Hi JD,
Thanks for replying so fast! My dataList is 8 Mb and my internet upload speed is up to 1Mbps. I'm doing bootstraping. Would it be better if I upload the original dataset to all nodes once using rObjectsOnNodes = c('data_ori'), and use seedList to generate bootstrap sample, instead of uploading all the bootstrap sample i.e., dataList? I guess that could avoid the uploading speed problem?
Also I completely don't know how the EMR works so I just realized that my problem is that I should have used more numInstances. If numInstances=2, then 1 instance is the master instance and I only have 1 working instance (slave instance), which can really slow things down. I can't believe I'm so ignorant...

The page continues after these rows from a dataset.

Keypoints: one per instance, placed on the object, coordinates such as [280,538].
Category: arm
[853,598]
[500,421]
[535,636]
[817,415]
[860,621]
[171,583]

I have a few more question. Estimating my model once (i.e., run myFunction once) cost 3 hours in my computer, and I need to do 300-500 bootstrap. So I guess I really need to use high CPU performance instances. But I'm very confused by the "vCPU" concept and also the "instancePerNode" in segue package.
1) if I specify "instancePerNode = 1", then only one vCPU in each instance is working?
2) If I use some instance with a lot vCPU (e.g., c1.xlarge has 8vCPU), I should definitely set "instancePerNode = 8" so that everybody of the 8 CPU in one c1.xlarge instance will work right? Is the "instancePerNode" kind of the multicore parrallelizing idea in our own computer?
3) Is using one instance with 8 vCPU equivalent to use 8 instances each with only 1 vCPU?
4) If run myFunction once cost 3 hours in my computer, should I set "taskTimeout = more than 3 hours", so that my work will definitely not be stopped?
Sorry to bother everybody with my silly questions. I hope my questions will be helpful to people similar to me (without any computer science knowledge but have to do a huge embarrassingly parallel!) I highly appreciate segue package and helps from this group!
Best,
Sophie